Talk show host Aisha Taylor may not be done with trying to become a mom, but she is done with trying to get pregnant. How do you when it's time to move on from TTC?
Not too long ago, a dear friend of mine made the difficult decision to give up on trying to have a baby. Over the course of two years she had gone through three rounds of IVF and experienced three miscarriages. She and her husband decided to “let go” as she termed it, partly due to the high cost of fertility treatments, but also because the process was taking too big of an emotional toll.
I thought about my friend when I caught a recent clip of The Talk in which co-host Aisha Tyler opened up about her fertility struggles and the decision she and her husband have recently made to end their TTC plans. Tyler, known for comedic acting skills on Friends, wasn’t making anyone laugh as she told her co-hosts about the difficult journey she and her husband of 21 years, Jeff Tietjens, have had in trying to start a family.
After going off birth control a few years ago, Tyler, now 42, was surprised when she wasn’t able to get pregnant. In seeking fertility assistance, she learned that she has a tortuous (twisted or folded) fallopian tube, which makes it “very hard for a sperm to get to your egg,” Tyler explained.
The couple then pursued IVF, though Tyler admitted, “After 40 your chances of getting pregnant are between 2 and 8 percent, and in my particular case they were less than 5 percent.” When multiple IVF transfer attempts didn’t work, Tyler had a frank discussion with her doctor who told her, “‘Look, based on what we’re seeing here, I just don’t think this is going to happen for you.’”
She and her husband then decided to stop trying.
“The hardest part is I really love my husband—he’s such a good person and he would be such a great father. But we just decided it wasn’t worth it to go through that and so we decided to stop,” she said through tears. “It was better to not go through that torture.”
Is adoption in the works for the couple, then? Not right now.
“I love the idea of adoption, but I feel like this is such a fresh wound that I want to let it heal for a while before I think about what we could do next,” Tyler told co-host Sara Gilbert when asked about this option.
I emailed my friend who had a baby via surrogate last January to ask what she thought of Tyler’s openness about her experience. When do you know it’s time to move on? Is it after the doctor makes her pronouncement on your chances? Or when your bank account is zero? Or is it something else?
“I admire Aisha for being so brutally honest. It is torture. That’s the perfect word for it,” she emailed back. “I would have ignored what my doctors were telling me and taken out five mortgages on our house if I thought I could mentally keep going. Women who can’t have children go through an emotional hell that I don’t think anyone can truly understand unless they’ve been there.”
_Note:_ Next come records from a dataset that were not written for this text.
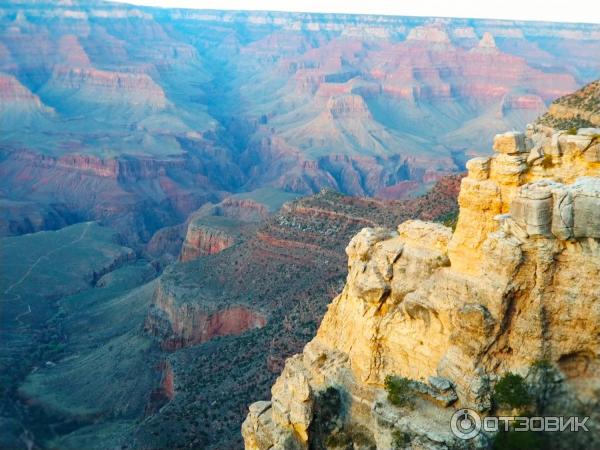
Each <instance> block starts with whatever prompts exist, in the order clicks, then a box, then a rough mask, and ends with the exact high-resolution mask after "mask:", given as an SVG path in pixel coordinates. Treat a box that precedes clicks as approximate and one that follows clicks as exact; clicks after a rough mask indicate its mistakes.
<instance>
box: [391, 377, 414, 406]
mask: <svg viewBox="0 0 600 450" xmlns="http://www.w3.org/2000/svg"><path fill="white" fill-rule="evenodd" d="M385 390H386V391H387V393H388V400H389V402H390V403H391V404H392V405H395V406H412V404H413V403H414V392H413V389H412V386H411V381H410V380H409V379H408V378H404V377H396V376H391V375H388V376H387V377H385Z"/></svg>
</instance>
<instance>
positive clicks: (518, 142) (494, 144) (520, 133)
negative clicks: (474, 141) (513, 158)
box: [494, 131, 527, 155]
mask: <svg viewBox="0 0 600 450" xmlns="http://www.w3.org/2000/svg"><path fill="white" fill-rule="evenodd" d="M494 151H496V152H498V153H504V154H506V155H517V154H519V153H526V152H527V145H526V141H525V134H523V133H521V132H518V131H509V132H507V133H503V134H497V135H496V136H494Z"/></svg>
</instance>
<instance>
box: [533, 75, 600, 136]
mask: <svg viewBox="0 0 600 450" xmlns="http://www.w3.org/2000/svg"><path fill="white" fill-rule="evenodd" d="M539 123H541V124H544V125H549V126H552V127H556V128H563V129H567V128H570V127H581V126H592V127H598V126H600V80H596V81H594V82H593V83H590V84H588V85H586V86H584V87H583V88H581V89H580V90H578V91H576V92H574V93H573V94H569V95H565V96H563V97H560V98H559V99H557V100H555V101H554V102H552V104H551V105H550V108H548V112H547V113H546V114H544V115H543V116H542V117H541V118H540V120H539Z"/></svg>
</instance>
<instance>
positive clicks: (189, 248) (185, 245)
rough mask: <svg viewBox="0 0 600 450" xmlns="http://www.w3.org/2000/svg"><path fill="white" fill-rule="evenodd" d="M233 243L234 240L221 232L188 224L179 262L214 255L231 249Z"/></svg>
mask: <svg viewBox="0 0 600 450" xmlns="http://www.w3.org/2000/svg"><path fill="white" fill-rule="evenodd" d="M234 242H235V238H234V237H233V236H230V235H229V234H227V233H226V232H225V231H223V230H220V229H218V228H215V227H210V226H207V225H204V226H193V224H190V226H188V229H187V233H186V236H185V241H184V242H183V246H182V248H181V255H180V260H181V261H190V260H191V259H195V258H198V257H199V256H205V255H214V254H215V253H219V252H220V251H222V250H225V249H226V248H228V247H231V246H232V245H233V244H234Z"/></svg>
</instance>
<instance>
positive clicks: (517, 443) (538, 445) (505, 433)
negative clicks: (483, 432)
mask: <svg viewBox="0 0 600 450" xmlns="http://www.w3.org/2000/svg"><path fill="white" fill-rule="evenodd" d="M492 448H493V449H494V450H543V449H545V448H546V446H545V445H544V438H543V435H542V434H541V433H536V432H533V431H518V432H517V431H501V432H499V433H497V434H496V436H495V437H494V443H493V447H492Z"/></svg>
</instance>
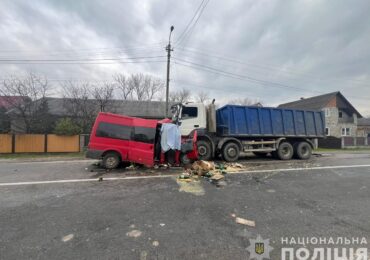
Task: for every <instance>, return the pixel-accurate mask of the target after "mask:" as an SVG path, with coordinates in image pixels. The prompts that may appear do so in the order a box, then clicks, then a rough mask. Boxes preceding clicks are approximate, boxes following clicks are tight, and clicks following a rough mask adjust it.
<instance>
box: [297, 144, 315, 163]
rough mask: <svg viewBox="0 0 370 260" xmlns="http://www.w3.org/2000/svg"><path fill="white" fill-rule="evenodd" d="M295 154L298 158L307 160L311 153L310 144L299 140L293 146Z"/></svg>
mask: <svg viewBox="0 0 370 260" xmlns="http://www.w3.org/2000/svg"><path fill="white" fill-rule="evenodd" d="M294 148H295V155H296V156H297V158H298V159H301V160H307V159H310V157H311V154H312V148H311V145H310V144H309V143H307V142H300V143H298V144H297V145H296V146H295V147H294Z"/></svg>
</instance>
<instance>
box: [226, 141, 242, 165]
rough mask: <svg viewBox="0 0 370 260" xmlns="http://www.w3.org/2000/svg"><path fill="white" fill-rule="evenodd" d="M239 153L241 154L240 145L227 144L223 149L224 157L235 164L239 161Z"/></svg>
mask: <svg viewBox="0 0 370 260" xmlns="http://www.w3.org/2000/svg"><path fill="white" fill-rule="evenodd" d="M239 153H240V149H239V145H237V144H236V143H233V142H231V143H227V144H226V145H225V146H224V147H223V148H222V157H223V158H224V160H225V161H227V162H235V161H236V160H238V158H239Z"/></svg>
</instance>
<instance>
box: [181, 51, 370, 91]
mask: <svg viewBox="0 0 370 260" xmlns="http://www.w3.org/2000/svg"><path fill="white" fill-rule="evenodd" d="M192 49H193V50H192ZM178 50H179V51H180V52H181V51H183V52H190V53H191V54H197V55H202V56H205V57H211V58H216V59H219V60H225V61H227V62H232V63H237V64H241V65H245V66H247V67H248V66H249V67H250V66H253V68H254V69H255V68H257V69H258V68H260V69H262V70H275V71H277V72H284V73H288V74H293V75H297V76H301V77H302V75H303V77H306V78H311V79H315V80H320V81H322V80H323V79H322V78H318V77H317V76H316V75H314V74H310V73H306V72H298V71H292V70H287V69H281V68H279V67H273V66H268V65H259V64H255V63H250V62H249V63H248V62H245V61H240V60H237V59H235V58H231V57H226V56H223V55H218V54H216V55H212V54H210V53H209V52H207V53H205V52H202V51H199V50H197V49H195V48H185V47H183V48H178ZM327 80H336V81H343V80H346V81H351V82H354V83H357V84H361V85H364V86H369V83H368V82H364V81H359V80H354V79H338V78H330V79H327Z"/></svg>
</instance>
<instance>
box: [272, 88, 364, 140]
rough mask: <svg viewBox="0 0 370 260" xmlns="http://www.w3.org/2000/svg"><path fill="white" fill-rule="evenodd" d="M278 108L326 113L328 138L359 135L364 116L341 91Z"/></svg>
mask: <svg viewBox="0 0 370 260" xmlns="http://www.w3.org/2000/svg"><path fill="white" fill-rule="evenodd" d="M278 107H280V108H291V109H304V110H320V111H324V113H325V121H326V128H325V131H326V135H327V136H334V137H342V136H357V135H358V132H357V130H358V119H360V118H362V115H361V114H360V113H359V112H358V111H357V110H356V108H355V107H354V106H353V105H352V104H351V103H350V102H349V101H348V100H347V99H346V98H345V97H344V96H343V95H342V94H341V93H340V92H339V91H338V92H333V93H328V94H324V95H320V96H315V97H310V98H301V99H300V100H297V101H293V102H289V103H285V104H281V105H279V106H278Z"/></svg>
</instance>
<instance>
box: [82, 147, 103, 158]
mask: <svg viewBox="0 0 370 260" xmlns="http://www.w3.org/2000/svg"><path fill="white" fill-rule="evenodd" d="M103 152H104V151H101V150H91V149H88V150H87V152H86V158H90V159H101V158H102V154H103Z"/></svg>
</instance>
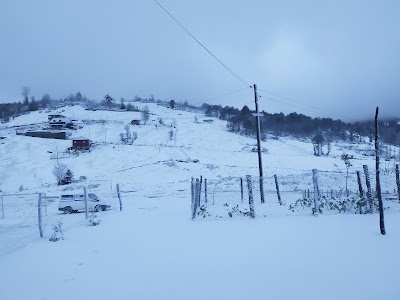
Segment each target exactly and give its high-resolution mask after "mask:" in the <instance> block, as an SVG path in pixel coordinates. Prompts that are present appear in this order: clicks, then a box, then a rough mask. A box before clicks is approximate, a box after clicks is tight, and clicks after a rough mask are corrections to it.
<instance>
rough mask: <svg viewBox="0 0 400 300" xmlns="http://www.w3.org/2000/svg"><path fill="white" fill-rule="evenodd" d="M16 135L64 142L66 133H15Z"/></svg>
mask: <svg viewBox="0 0 400 300" xmlns="http://www.w3.org/2000/svg"><path fill="white" fill-rule="evenodd" d="M17 135H25V136H31V137H40V138H44V139H58V140H65V139H66V138H67V133H66V132H65V131H27V132H23V131H17Z"/></svg>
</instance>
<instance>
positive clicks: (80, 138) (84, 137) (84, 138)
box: [72, 136, 89, 141]
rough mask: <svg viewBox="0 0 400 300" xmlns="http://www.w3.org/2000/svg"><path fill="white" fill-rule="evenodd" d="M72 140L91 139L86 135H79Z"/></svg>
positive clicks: (78, 140)
mask: <svg viewBox="0 0 400 300" xmlns="http://www.w3.org/2000/svg"><path fill="white" fill-rule="evenodd" d="M72 140H75V141H83V140H89V139H88V138H86V137H84V136H77V137H74V138H72Z"/></svg>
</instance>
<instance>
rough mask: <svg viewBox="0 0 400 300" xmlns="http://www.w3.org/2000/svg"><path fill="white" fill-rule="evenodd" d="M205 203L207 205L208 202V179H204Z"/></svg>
mask: <svg viewBox="0 0 400 300" xmlns="http://www.w3.org/2000/svg"><path fill="white" fill-rule="evenodd" d="M204 201H205V202H206V204H207V202H208V200H207V179H204Z"/></svg>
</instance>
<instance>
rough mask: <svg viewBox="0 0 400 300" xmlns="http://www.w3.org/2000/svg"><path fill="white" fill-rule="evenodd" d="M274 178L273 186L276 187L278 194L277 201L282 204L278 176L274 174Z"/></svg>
mask: <svg viewBox="0 0 400 300" xmlns="http://www.w3.org/2000/svg"><path fill="white" fill-rule="evenodd" d="M274 178H275V187H276V194H277V195H278V203H279V205H282V199H281V193H280V192H279V184H278V176H276V174H275V175H274Z"/></svg>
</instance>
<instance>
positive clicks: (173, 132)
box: [168, 129, 174, 141]
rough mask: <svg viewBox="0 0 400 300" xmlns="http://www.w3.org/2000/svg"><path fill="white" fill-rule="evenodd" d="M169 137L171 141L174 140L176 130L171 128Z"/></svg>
mask: <svg viewBox="0 0 400 300" xmlns="http://www.w3.org/2000/svg"><path fill="white" fill-rule="evenodd" d="M168 137H169V140H170V141H172V139H173V138H174V131H173V130H172V129H170V131H168Z"/></svg>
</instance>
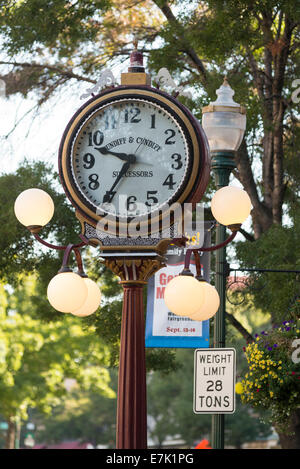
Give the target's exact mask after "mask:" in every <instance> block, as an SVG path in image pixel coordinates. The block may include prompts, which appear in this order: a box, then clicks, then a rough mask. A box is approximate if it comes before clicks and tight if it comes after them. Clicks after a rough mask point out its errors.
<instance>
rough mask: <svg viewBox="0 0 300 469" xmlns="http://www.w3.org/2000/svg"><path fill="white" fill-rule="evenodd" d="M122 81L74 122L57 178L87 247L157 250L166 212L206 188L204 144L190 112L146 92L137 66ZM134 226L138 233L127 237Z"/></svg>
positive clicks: (127, 236) (201, 196) (69, 124)
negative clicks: (69, 201)
mask: <svg viewBox="0 0 300 469" xmlns="http://www.w3.org/2000/svg"><path fill="white" fill-rule="evenodd" d="M143 77H144V83H143ZM141 79H142V81H141ZM128 82H129V83H130V84H127V83H128ZM141 82H142V83H143V84H139V83H141ZM122 83H123V84H122V85H121V86H118V87H113V88H112V87H111V88H109V89H106V90H105V91H103V92H101V93H100V94H99V95H97V96H95V97H93V98H92V99H90V100H89V101H88V102H86V103H85V104H84V105H83V106H82V107H81V108H80V109H79V110H78V111H77V112H76V114H75V115H74V116H73V118H72V119H71V121H70V122H69V124H68V126H67V128H66V130H65V133H64V135H63V138H62V142H61V146H60V152H59V169H60V176H61V179H62V182H63V185H64V188H65V191H66V194H67V196H68V197H69V199H70V201H71V202H72V204H73V205H74V206H75V208H76V213H77V217H78V218H79V219H80V221H81V223H82V231H83V233H82V234H83V235H84V236H85V237H86V238H87V239H89V240H90V241H91V242H92V243H95V242H99V243H100V244H101V247H102V249H103V250H115V249H116V250H120V249H121V250H122V249H126V250H127V249H129V250H141V249H146V250H147V249H149V250H157V249H158V250H161V248H162V246H165V245H166V239H165V237H164V236H163V235H162V233H161V226H162V225H163V220H164V217H166V216H167V215H168V216H170V211H169V209H170V207H172V205H173V204H175V203H178V204H180V205H181V206H182V205H183V204H184V203H185V202H191V203H196V202H199V201H200V200H201V197H202V195H203V193H204V191H205V189H206V186H207V182H208V178H209V158H208V145H207V141H206V138H205V135H204V132H203V131H202V128H201V127H200V125H199V124H198V121H197V120H196V119H195V118H194V117H193V116H192V114H191V113H190V112H189V111H188V109H187V108H186V107H185V106H183V105H182V104H180V103H179V101H177V100H176V99H175V98H173V97H171V96H170V95H168V94H167V93H165V92H162V91H160V90H158V89H156V88H152V87H151V86H149V85H148V84H147V83H149V82H148V78H147V75H146V74H145V73H143V72H141V71H140V70H137V69H136V68H134V70H133V71H132V70H131V71H130V72H129V73H128V74H123V76H122ZM124 83H125V84H124ZM136 83H138V84H136ZM133 221H134V222H135V223H137V224H138V225H139V228H140V230H141V233H142V235H141V236H137V237H135V238H134V239H130V236H128V230H127V227H128V223H130V222H133ZM173 221H174V222H176V220H173ZM155 230H156V234H153V231H154V232H155ZM150 233H151V239H150V236H148V235H150ZM172 235H173V236H172V237H176V230H175V231H173V232H172Z"/></svg>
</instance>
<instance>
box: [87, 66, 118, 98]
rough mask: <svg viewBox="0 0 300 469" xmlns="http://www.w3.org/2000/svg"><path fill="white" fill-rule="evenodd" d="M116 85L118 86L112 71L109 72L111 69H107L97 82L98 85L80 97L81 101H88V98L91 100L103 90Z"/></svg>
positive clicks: (103, 73) (89, 88)
mask: <svg viewBox="0 0 300 469" xmlns="http://www.w3.org/2000/svg"><path fill="white" fill-rule="evenodd" d="M115 84H116V79H115V77H114V75H113V73H112V71H111V70H109V69H106V70H104V71H103V72H102V73H101V75H100V78H99V80H98V81H97V83H96V84H95V86H93V87H92V88H88V89H87V90H85V91H86V92H85V93H84V94H82V95H81V96H80V99H86V98H89V97H90V96H95V95H96V94H98V93H99V92H100V91H101V90H102V89H103V88H106V87H109V86H110V87H113V86H115Z"/></svg>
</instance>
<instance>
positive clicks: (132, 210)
mask: <svg viewBox="0 0 300 469" xmlns="http://www.w3.org/2000/svg"><path fill="white" fill-rule="evenodd" d="M136 201H137V198H136V197H135V195H130V196H129V197H127V202H126V206H127V210H128V211H129V212H131V211H134V210H136V209H137V205H136V203H135V202H136ZM131 205H133V207H131ZM130 207H131V208H130Z"/></svg>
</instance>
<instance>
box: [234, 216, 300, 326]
mask: <svg viewBox="0 0 300 469" xmlns="http://www.w3.org/2000/svg"><path fill="white" fill-rule="evenodd" d="M299 223H300V217H299V215H297V216H296V217H295V219H294V223H293V225H292V226H289V227H284V226H280V225H274V226H272V228H270V230H269V231H268V232H267V233H265V234H263V235H262V236H261V237H260V238H259V239H258V240H256V241H255V256H253V243H251V242H244V243H239V244H238V245H237V257H238V259H239V260H240V264H241V266H243V267H245V268H247V267H248V268H261V269H278V270H300V250H299V239H298V238H299V229H300V224H299ZM251 279H252V280H251ZM251 282H252V283H251ZM250 292H251V297H252V298H253V301H254V306H255V307H256V308H259V309H260V310H262V311H263V312H268V313H270V314H271V316H272V321H273V322H279V321H282V320H283V319H295V318H296V317H299V314H300V302H299V299H300V290H299V282H298V276H297V275H296V274H295V273H271V272H270V273H268V272H263V273H252V274H250Z"/></svg>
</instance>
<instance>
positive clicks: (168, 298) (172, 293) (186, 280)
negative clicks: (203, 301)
mask: <svg viewBox="0 0 300 469" xmlns="http://www.w3.org/2000/svg"><path fill="white" fill-rule="evenodd" d="M164 300H165V303H166V306H167V307H168V309H169V310H170V311H171V312H172V313H173V314H176V315H178V316H190V315H191V314H194V313H196V312H197V311H198V309H199V308H200V306H201V305H202V303H203V301H204V298H203V292H202V289H201V287H200V283H199V282H198V280H196V279H195V278H194V276H193V274H192V273H190V274H180V275H178V276H177V277H174V278H173V279H172V280H171V281H170V282H169V283H168V284H167V286H166V288H165V292H164Z"/></svg>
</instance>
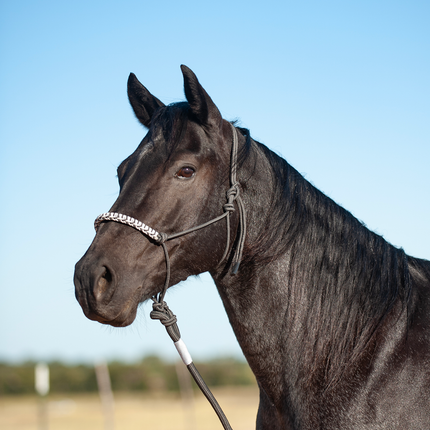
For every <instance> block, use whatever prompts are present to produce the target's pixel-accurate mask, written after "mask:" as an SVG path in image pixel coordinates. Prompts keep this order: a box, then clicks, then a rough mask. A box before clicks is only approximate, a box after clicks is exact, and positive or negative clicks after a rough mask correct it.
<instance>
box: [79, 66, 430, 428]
mask: <svg viewBox="0 0 430 430" xmlns="http://www.w3.org/2000/svg"><path fill="white" fill-rule="evenodd" d="M182 72H183V75H184V85H185V95H186V99H187V102H183V103H175V104H172V105H169V106H165V105H164V104H163V103H162V102H161V101H160V100H158V99H157V98H156V97H154V96H153V95H152V94H151V93H150V92H149V91H148V90H147V89H146V88H145V87H144V86H143V85H142V84H141V83H140V82H139V81H138V80H137V78H136V77H135V76H134V75H133V74H131V75H130V78H129V81H128V96H129V99H130V103H131V105H132V107H133V110H134V112H135V114H136V116H137V118H138V119H139V121H140V122H141V123H142V124H143V125H144V126H145V127H147V128H148V129H149V131H148V133H147V135H146V136H145V137H144V139H143V140H142V142H141V143H140V145H139V146H138V148H137V149H136V151H135V152H134V153H133V154H131V155H130V156H129V157H128V158H127V159H126V160H125V161H123V162H122V163H121V165H120V166H119V168H118V178H119V183H120V193H119V197H118V199H117V200H116V202H115V203H114V205H113V207H112V209H111V212H119V213H122V214H126V215H128V216H131V217H133V218H135V219H137V220H140V221H143V222H144V223H146V224H148V225H149V226H151V227H152V228H154V229H155V230H157V231H158V232H163V233H165V235H164V237H162V236H163V235H160V237H157V238H155V239H154V238H150V237H147V236H146V235H143V234H141V233H140V232H139V231H137V230H136V229H135V228H130V227H128V226H126V225H122V224H120V223H117V222H101V223H100V226H99V229H98V232H97V235H96V237H95V239H94V241H93V243H92V244H91V246H90V248H89V249H88V251H87V252H86V254H85V255H84V256H83V258H82V259H81V260H80V261H79V262H78V263H77V265H76V270H75V285H76V296H77V299H78V300H79V303H80V305H81V306H82V308H83V310H84V313H85V315H86V316H87V317H88V318H90V319H92V320H96V321H99V322H101V323H104V324H110V325H113V326H127V325H129V324H131V323H132V322H133V320H134V319H135V316H136V310H137V307H138V305H139V303H141V302H143V301H145V300H147V299H149V298H151V297H153V296H155V295H157V294H159V293H160V291H162V290H163V284H164V282H165V281H166V258H167V261H168V262H170V266H171V273H170V278H169V277H167V280H168V285H166V287H169V286H171V285H174V284H177V283H178V282H179V281H182V280H185V279H187V278H188V277H189V276H191V275H197V274H199V273H202V272H205V271H209V272H210V274H211V275H212V277H213V279H214V281H215V284H216V286H217V288H218V291H219V294H220V296H221V299H222V301H223V304H224V306H225V309H226V312H227V314H228V317H229V320H230V323H231V325H232V327H233V329H234V332H235V334H236V337H237V340H238V342H239V344H240V346H241V348H242V350H243V353H244V354H245V357H246V359H247V360H248V363H249V365H250V367H251V369H252V371H253V372H254V374H255V376H256V379H257V381H258V385H259V388H260V406H259V410H258V415H257V428H258V429H271V430H273V429H312V430H314V429H331V430H332V429H390V430H393V429H402V430H403V429H430V262H429V261H426V260H421V259H417V258H413V257H410V256H408V255H406V254H405V253H404V251H403V250H402V249H397V248H395V247H393V246H392V245H390V244H389V243H387V242H386V241H385V240H384V239H383V238H382V237H380V236H378V235H376V234H375V233H373V232H371V231H369V230H368V229H367V228H366V227H365V226H364V225H363V224H362V223H361V222H360V221H358V220H357V219H356V218H354V217H353V216H352V215H351V214H350V213H349V212H347V211H346V210H344V209H343V208H341V207H340V206H338V205H337V204H336V203H334V202H333V201H332V200H331V199H329V198H328V197H326V196H325V195H323V194H322V193H321V192H320V191H318V190H317V189H316V188H314V187H313V186H312V185H311V184H310V183H309V182H307V181H306V180H305V179H304V178H303V177H302V176H301V175H300V174H299V173H298V172H297V171H296V170H294V168H292V167H291V166H290V165H289V164H288V163H287V162H286V161H285V160H283V159H282V158H280V157H278V156H277V155H276V154H274V153H273V152H271V151H270V150H269V149H268V148H267V147H265V146H264V145H262V144H260V143H258V142H256V141H255V140H253V139H252V138H251V137H250V135H249V132H248V131H247V130H245V129H241V128H238V127H233V126H232V124H231V123H229V122H227V121H226V120H224V119H222V117H221V114H220V112H219V110H218V109H217V107H216V106H215V104H214V103H213V101H212V100H211V98H210V97H209V95H208V94H207V93H206V91H205V90H204V89H203V87H202V86H201V84H200V83H199V81H198V80H197V78H196V76H195V75H194V73H193V72H192V71H191V70H190V69H188V68H187V67H185V66H182ZM235 135H236V136H235ZM234 139H237V144H238V148H239V149H238V154H237V157H238V158H237V162H236V161H235V160H234V158H232V142H233V141H234ZM233 155H234V154H233ZM232 164H233V166H232ZM232 168H233V169H234V168H236V169H237V183H236V182H235V179H233V181H232V182H234V183H229V177H230V174H231V169H232ZM226 190H229V191H230V194H231V192H233V194H234V195H233V197H231V196H230V200H229V202H227V204H226ZM239 192H240V199H239V196H238V195H237V193H239ZM238 202H240V205H242V208H241V210H238V209H240V208H239V206H240V205H238ZM223 213H228V214H229V215H228V216H225V219H220V220H219V221H217V222H213V223H210V224H209V225H208V226H206V227H204V228H201V229H199V230H197V231H193V232H190V233H188V234H184V235H180V236H179V237H175V238H171V240H165V239H169V235H172V234H174V233H176V232H182V231H184V230H186V229H189V228H192V227H195V226H200V225H201V224H203V223H206V222H207V221H209V220H213V219H214V218H216V217H218V216H219V215H222V214H223ZM245 214H246V217H247V220H245V219H244V216H243V215H245ZM227 218H229V219H230V222H229V223H227V222H226V219H227ZM226 226H227V228H226ZM245 226H247V230H246V231H245ZM166 235H167V236H166ZM229 237H231V240H230V241H228V238H229ZM160 243H162V244H163V247H164V250H165V251H166V253H167V255H165V254H164V252H163V247H161V246H160ZM226 246H227V249H226V252H224V251H225V247H226ZM242 251H243V252H242ZM236 260H237V261H236ZM239 262H240V268H239V269H238V271H237V273H235V272H236V269H237V267H235V268H234V269H233V266H237V264H236V263H239ZM232 269H233V272H234V273H232Z"/></svg>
In the aftermath of making the decision to stop TTC, my friend also hopes that Tyler gets to experience the same sense of relief she did.
“I wasn’t in a healthy place when we quit, but when I called up and cancelled my next appointment at the IVF clinic, I had this intense feeling of freedom run through my veins. No more hormone shots! No more living in fear and dread of getting my period!”
Like Tyler, at first my friend was resistant to adoption and other alternatives for becoming a mom.
“It’s a healing process that takes as long as it needs to take. I just hope that Aisha, or any other woman in the same boat, can get to the place where she realizes that motherhood can come in all shapes and sizes, from foster parenting to surrogacy to being an awesome aunt.”
Because once you get there? “It’s easier to finally find peace,” my very wise friend relayed.